TINO SEHGAL: l’arte che non si vede

11.12.08 | Comment?

di Francesca Valentini

 Massimiliano Gioni - direttore artistico della Fondazione Nicola Trussardi - e Tino Sehgal alla Villa Reale. Foto di Marco De Scalzi

C’erano una volta un imperatore con la passione per gli abiti e c’erano una volta due abili tessitori che riuscirono, con lo scopo di confezionare un abito straordinario, a sottrargli sete finissime, fili d’oro e molto denaro. L’abito doveva avere un potere speciale: sarebbe stato invisibile dagli stupidi e da tutti coloro che ricoprivano cariche senza meritarle. I due sarti ladroni riuscirono a gabbare fino in fondo il sovrano, facendo finta di realizzare l’elegante abito - invisibile perché inesistente - e facendoglielo provare di tanto in tanto, certi che egli non avrebbe mai sollevato critiche o dubbi per paura di essere tacciato di stupidità. Il giorno della parata l’imperatore indossò la sua preziosa quanto inconsistente veste e sfilò per le vie della città davanti ai sudditi in visibilio per la sua sconfinata eleganza. Fu un bambino l’unico ad urlare a gran voce la nudità dell’imperatore.

Ricordiamo tutti il misto di stupore e divertimento, il sorrisetto che resta sulle labbra dopo aver letto o ascoltato la fiaba di Andersen Il vestito nuovo dell’imperatore.

Una mostra, a Milano, ci fa rivivere quei momenti. Fino al 14 dicembre 2008, Villa Belgiojoso Bonaparte (già Villa Reale) è invasa dall’opera di Tino Sehgal, trentaduenne artista berlinese alla sua prima grande personale in Italia. La Fondazione Nicola Trussardi tiene ineccepibilmente fede ai principi della sua mission, portando in un luogo magico e non sufficientemente conosciuto, l’opera di un grande interprete della contemporaneità, affinché si possa gratuitamente godere dell’opportunità di avvicinarsi all’arte di ieri e di oggi.

Nella cornice di Villa Reale, dimora neoclassica disegnata da Leopoldo Pollack, capace allievo del Piermarini e sede della Galleria d’Arte Moderna di Milano, Sehgal mette in scena il suo teatro del mondo. Le opere d’arte si rivelano non come oggetti materiali ma come situazioni estemporanee diverse a seconda di chi le rappresenta e di chi le esperisce.

Sehgal ha esaminato più di 300 candidati, uomini, donne, giovani, anziani, professionisti e gente comune per arrivare a scegliere i 70 attori che lavorano alla mostra milanese, rappresentando, secondo precise istruzioni, le sue opere. Lui stesso afferma: “coloro che mettono in scena le mie situazioni sono un mezzo, un canale per esprimere la mia soggettività. La loro propria identità entra in gioco nel modo in cui le interpretano”.

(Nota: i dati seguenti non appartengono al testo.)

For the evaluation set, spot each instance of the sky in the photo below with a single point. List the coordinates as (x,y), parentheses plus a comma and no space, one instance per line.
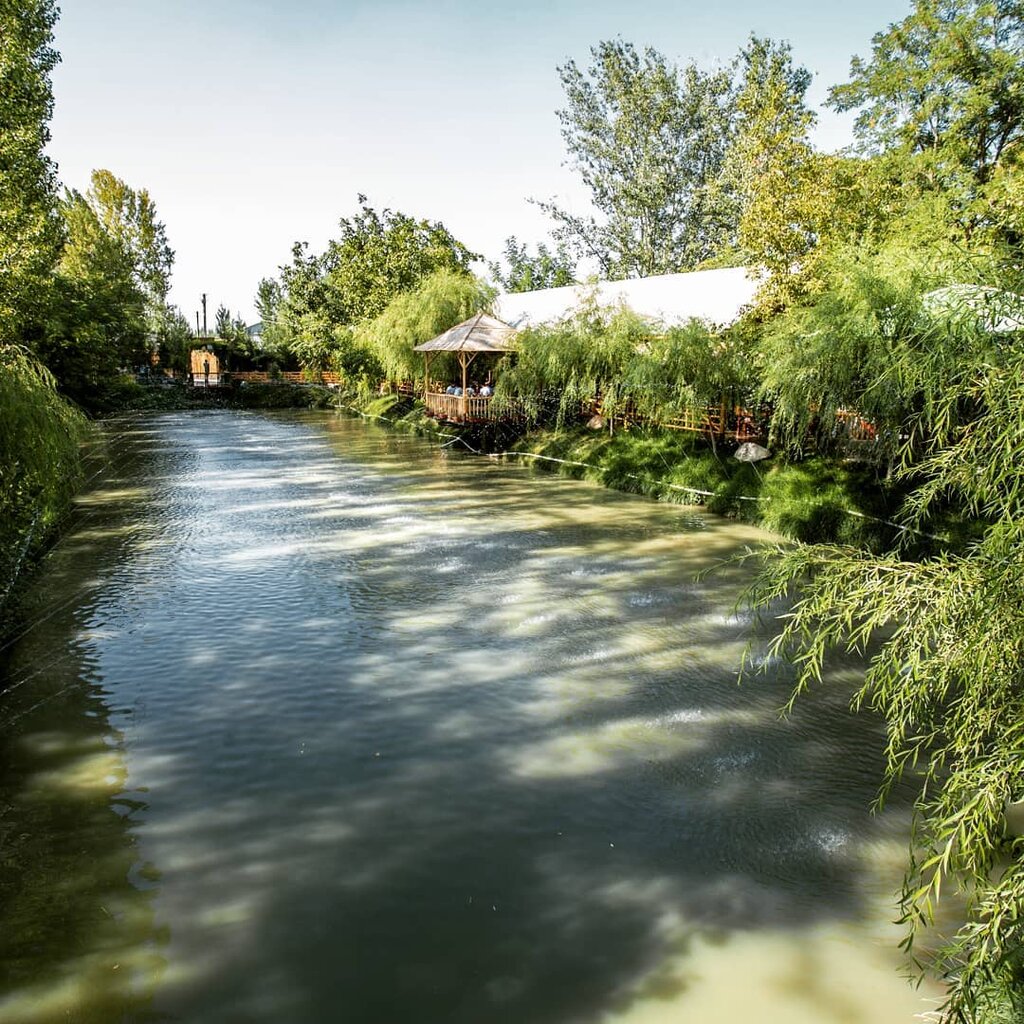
(256,123)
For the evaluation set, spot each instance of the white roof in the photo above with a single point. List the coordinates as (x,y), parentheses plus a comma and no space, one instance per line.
(714,296)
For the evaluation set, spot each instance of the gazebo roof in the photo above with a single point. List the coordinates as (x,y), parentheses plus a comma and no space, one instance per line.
(479,334)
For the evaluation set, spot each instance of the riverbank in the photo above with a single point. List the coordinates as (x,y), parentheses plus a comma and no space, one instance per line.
(41,441)
(815,500)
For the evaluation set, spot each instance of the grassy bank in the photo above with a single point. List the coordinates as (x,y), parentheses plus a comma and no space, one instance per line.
(41,437)
(812,501)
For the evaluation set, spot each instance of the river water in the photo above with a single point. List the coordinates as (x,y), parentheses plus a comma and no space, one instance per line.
(309,722)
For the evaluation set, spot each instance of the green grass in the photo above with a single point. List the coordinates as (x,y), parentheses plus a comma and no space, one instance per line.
(809,501)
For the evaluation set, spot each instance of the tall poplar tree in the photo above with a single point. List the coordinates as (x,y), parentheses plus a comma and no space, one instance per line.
(30,225)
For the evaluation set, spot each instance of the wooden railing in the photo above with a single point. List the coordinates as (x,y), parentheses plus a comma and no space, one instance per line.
(459,408)
(289,377)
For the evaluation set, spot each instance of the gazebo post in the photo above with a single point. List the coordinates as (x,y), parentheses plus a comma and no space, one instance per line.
(465,403)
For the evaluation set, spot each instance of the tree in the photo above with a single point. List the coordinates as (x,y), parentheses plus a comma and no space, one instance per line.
(943,634)
(527,273)
(30,224)
(648,141)
(129,216)
(770,169)
(110,287)
(946,82)
(377,257)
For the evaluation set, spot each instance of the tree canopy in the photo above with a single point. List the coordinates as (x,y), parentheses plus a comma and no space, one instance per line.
(648,139)
(30,223)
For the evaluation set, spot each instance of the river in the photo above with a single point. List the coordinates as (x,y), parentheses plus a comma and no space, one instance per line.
(310,722)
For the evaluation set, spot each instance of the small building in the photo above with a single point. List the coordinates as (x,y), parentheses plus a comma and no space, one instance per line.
(204,367)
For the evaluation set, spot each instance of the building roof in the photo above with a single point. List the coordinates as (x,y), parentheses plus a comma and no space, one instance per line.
(479,334)
(714,296)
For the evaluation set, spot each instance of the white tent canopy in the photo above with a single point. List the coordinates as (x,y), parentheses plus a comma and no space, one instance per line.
(717,297)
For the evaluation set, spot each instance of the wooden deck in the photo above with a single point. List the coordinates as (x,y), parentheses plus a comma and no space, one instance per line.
(459,408)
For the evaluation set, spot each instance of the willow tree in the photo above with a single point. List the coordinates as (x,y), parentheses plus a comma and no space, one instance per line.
(444,298)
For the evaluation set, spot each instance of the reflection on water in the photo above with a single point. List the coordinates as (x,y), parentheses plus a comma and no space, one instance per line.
(315,723)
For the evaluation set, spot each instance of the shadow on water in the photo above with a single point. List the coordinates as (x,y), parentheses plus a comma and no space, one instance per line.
(424,738)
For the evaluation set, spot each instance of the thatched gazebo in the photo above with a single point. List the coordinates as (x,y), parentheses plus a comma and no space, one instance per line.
(480,335)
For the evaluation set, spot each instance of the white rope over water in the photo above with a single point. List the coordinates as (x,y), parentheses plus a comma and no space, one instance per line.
(635,476)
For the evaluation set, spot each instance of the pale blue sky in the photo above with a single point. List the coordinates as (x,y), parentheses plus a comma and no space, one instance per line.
(255,124)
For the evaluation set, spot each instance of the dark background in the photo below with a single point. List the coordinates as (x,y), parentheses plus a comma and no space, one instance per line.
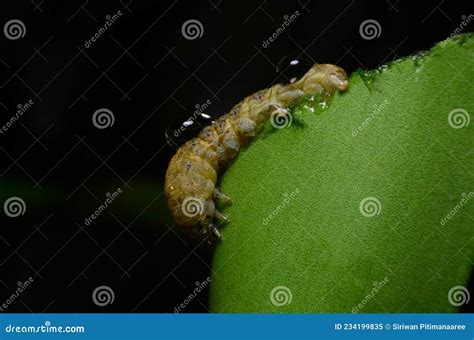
(151,78)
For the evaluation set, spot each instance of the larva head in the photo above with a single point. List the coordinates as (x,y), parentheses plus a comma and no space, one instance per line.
(325,77)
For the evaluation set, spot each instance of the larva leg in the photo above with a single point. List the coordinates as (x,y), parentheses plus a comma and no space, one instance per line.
(212,232)
(221,217)
(221,196)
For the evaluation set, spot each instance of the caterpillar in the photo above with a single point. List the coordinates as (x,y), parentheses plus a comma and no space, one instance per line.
(190,182)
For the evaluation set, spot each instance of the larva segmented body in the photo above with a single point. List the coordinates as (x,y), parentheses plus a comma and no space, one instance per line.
(190,184)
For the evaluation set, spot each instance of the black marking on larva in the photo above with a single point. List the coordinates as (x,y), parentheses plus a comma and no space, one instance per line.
(193,171)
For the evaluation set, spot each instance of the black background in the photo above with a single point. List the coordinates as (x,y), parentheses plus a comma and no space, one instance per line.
(151,78)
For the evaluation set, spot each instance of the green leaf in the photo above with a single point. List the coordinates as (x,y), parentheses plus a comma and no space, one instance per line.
(391,141)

Camuffati tra il pubblico e tra le guardie del museo, gli interpreti colgono di sorpresa lo spettatore proponendo situazioni insolite e inattese, invitando a riflettere sul significato e sulla validità dell’operazione artistica nonché sul rapporto con il contesto della splendida villa museo, caratterizzata da sale che conservano mobili dell’epoca, splendide decorazioni (spicca l’ultimo affresco dell’Appiani, Il Parnaso), una preziosa collezione di pittura e scultura del XIX e XX secolo. L’artista ha saputo confrontarsi con la storica dimora disponendo i suoi lavori in stretto colloquio con le opere del passato. Basti citare l’esempio della sala che ospita Il Quarto Stato, grande tela di Pellizza da Volpedo: quella che ogni visitatore avrebbe pensato essere una guardia del museo, è invece una cantante lirica professionista che, davanti al potente ritratto della folla di contadini provati dalle dure fatiche del lavoro, intona l’aria “This is propaganda. You know, you know”. La voce suadente con cui la frase è intonata ci spinge a pensare al significato che diamo al concetto di propaganda, a riflettere sulle responsabilità dell’arte e sulle sue possibilità comunicative.

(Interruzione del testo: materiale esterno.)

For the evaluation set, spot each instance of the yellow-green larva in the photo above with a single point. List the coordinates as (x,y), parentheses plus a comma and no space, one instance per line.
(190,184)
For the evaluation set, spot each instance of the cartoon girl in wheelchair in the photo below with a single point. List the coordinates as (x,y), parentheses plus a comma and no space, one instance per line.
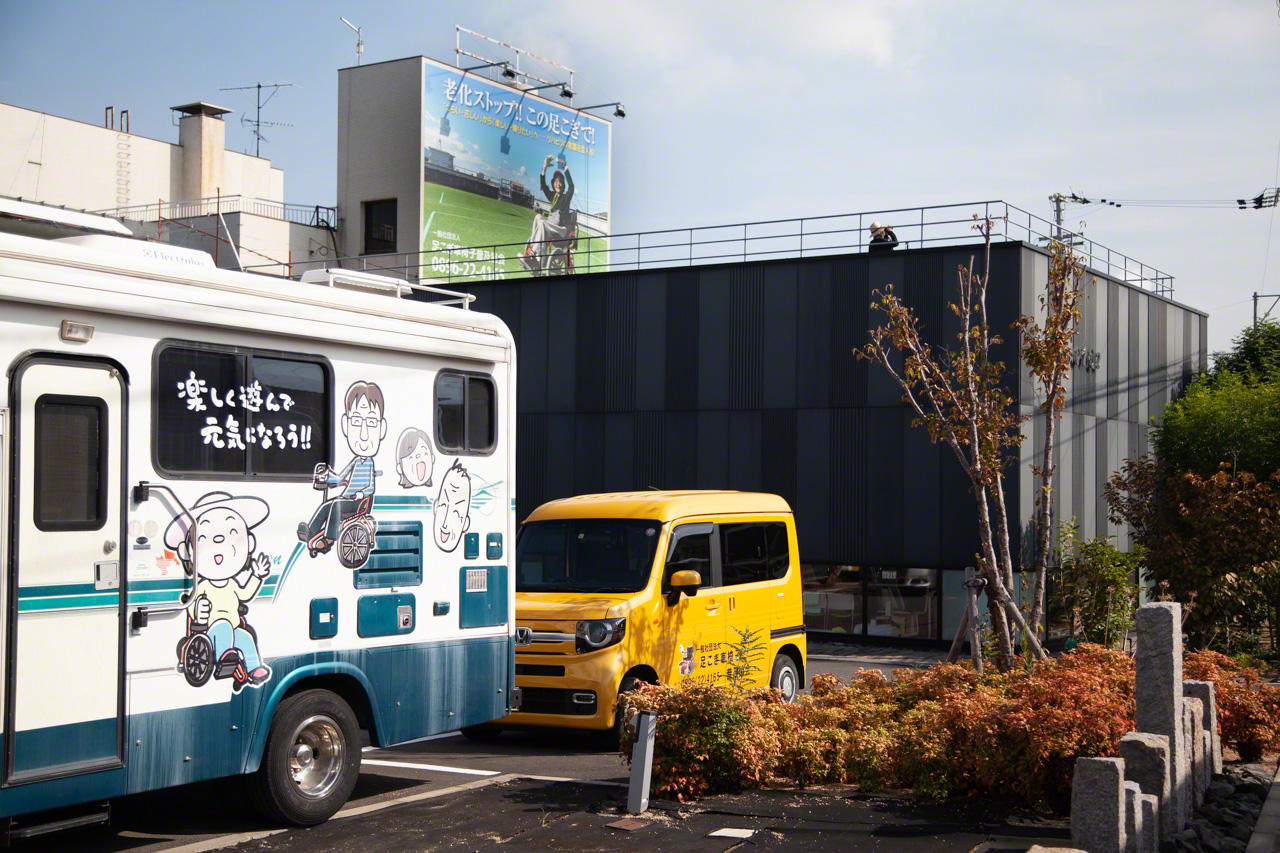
(215,543)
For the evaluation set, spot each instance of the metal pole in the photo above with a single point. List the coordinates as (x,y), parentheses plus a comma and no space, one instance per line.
(641,762)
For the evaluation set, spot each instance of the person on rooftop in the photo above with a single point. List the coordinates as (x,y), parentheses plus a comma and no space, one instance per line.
(883,240)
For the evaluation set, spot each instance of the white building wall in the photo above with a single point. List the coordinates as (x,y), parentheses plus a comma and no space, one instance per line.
(62,162)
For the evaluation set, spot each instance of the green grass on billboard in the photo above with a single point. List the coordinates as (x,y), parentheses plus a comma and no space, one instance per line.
(462,220)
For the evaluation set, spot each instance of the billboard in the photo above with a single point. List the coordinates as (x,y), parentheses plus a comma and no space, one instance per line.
(503,167)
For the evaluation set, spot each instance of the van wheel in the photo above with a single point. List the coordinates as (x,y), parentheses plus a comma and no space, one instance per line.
(620,712)
(311,760)
(786,678)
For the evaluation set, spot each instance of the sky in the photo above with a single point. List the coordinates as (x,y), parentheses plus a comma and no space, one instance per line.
(762,110)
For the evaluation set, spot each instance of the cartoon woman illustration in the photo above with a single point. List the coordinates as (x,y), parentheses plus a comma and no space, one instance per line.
(415,459)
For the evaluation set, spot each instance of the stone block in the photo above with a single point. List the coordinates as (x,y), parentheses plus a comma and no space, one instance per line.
(1150,822)
(1159,689)
(1192,734)
(1133,835)
(1146,761)
(1098,804)
(1205,692)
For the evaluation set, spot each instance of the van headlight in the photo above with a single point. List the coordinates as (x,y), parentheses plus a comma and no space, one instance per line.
(599,633)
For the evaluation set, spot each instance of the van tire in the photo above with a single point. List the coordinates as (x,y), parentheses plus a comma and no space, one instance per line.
(786,678)
(324,729)
(620,712)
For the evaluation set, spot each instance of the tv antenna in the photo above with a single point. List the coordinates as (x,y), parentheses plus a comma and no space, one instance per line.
(360,37)
(256,123)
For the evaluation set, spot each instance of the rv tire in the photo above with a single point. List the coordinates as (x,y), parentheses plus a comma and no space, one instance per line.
(314,743)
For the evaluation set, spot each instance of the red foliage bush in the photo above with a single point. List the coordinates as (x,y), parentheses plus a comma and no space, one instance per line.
(942,731)
(1248,711)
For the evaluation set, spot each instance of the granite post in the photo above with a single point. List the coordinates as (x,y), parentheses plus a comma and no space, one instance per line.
(1206,693)
(1196,778)
(1134,838)
(1146,761)
(1098,804)
(1150,822)
(1160,699)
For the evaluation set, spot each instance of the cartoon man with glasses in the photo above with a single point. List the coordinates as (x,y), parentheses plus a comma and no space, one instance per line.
(365,427)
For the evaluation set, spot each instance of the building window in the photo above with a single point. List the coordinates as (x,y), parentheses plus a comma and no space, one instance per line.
(232,413)
(71,463)
(380,227)
(466,414)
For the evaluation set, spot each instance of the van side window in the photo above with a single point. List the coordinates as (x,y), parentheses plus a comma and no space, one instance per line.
(690,551)
(466,414)
(744,553)
(233,413)
(778,547)
(71,463)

Un gruppo di interpreti della mostra di Tino Sehgal della Fondazione Nicola Trussardi alla Villa Reale, Milano. Foto di Marco De Scalzi

Al cospetto del patrimonio storico-artistico di Villa Reale, l’opera di Sehgal ci appare inconsistente. E’un’opera fatta di situazioni, di frasi dette, cantate, di corpi che compiono gesti sempre uguali ma sempre diversi, è un’opera che l’artista non vuole immortalare proprio perché transitoria, multiforme, sempre in evoluzione. Nessuna fotografia, nessun catalogo, nessuna didascalia, nulla di scritto, neppure per chi vuole possedere le sue opere (e può farlo, contrattandole verbalmente alla presenza di un notaio). Ed ecco che più si analizza il lavoro dell’artista berlinese più si incappa in spinose contraddizioni di cui egli è ben conscio: “le mie opere esistono proprio come sole azioni. È per questo che può sembrare molto inusuale che possano circolare, essere acquistate da un collezionista o da un museo, senza per esempio che l’opera sia certificata da un documento legale o qualcosa di simile. Non c’è nessun oggetto materiale che possa garantire che una certa situazione esista: mi interessa ricordare a tutti che un’azione o una situazione può esistere di per sé stessa”.

Per la personale milanese Sehgal ha prodotto una nuova opera dal titolo This is critic (2008). Quest’opera prende forma a partire dalle domande di una “guardia del museo” che propone inaspettatamente agli spettatori dubbi sulla validità del lavoro del giovane berlinese. Se si crea la giusta sinergia, i visitatori, con incredibile naturalezza, forniscono e discutono le loro personali risposte. Grazie all’interazione fra persone diverse, con età, vissuti e competenze differenti, l’opera si invera permettendo a ciascuno dei partecipanti di elaborare una personale comprensione dell’attività di Sehgal, evidenziandone, superandoli, limiti e contraddizioni.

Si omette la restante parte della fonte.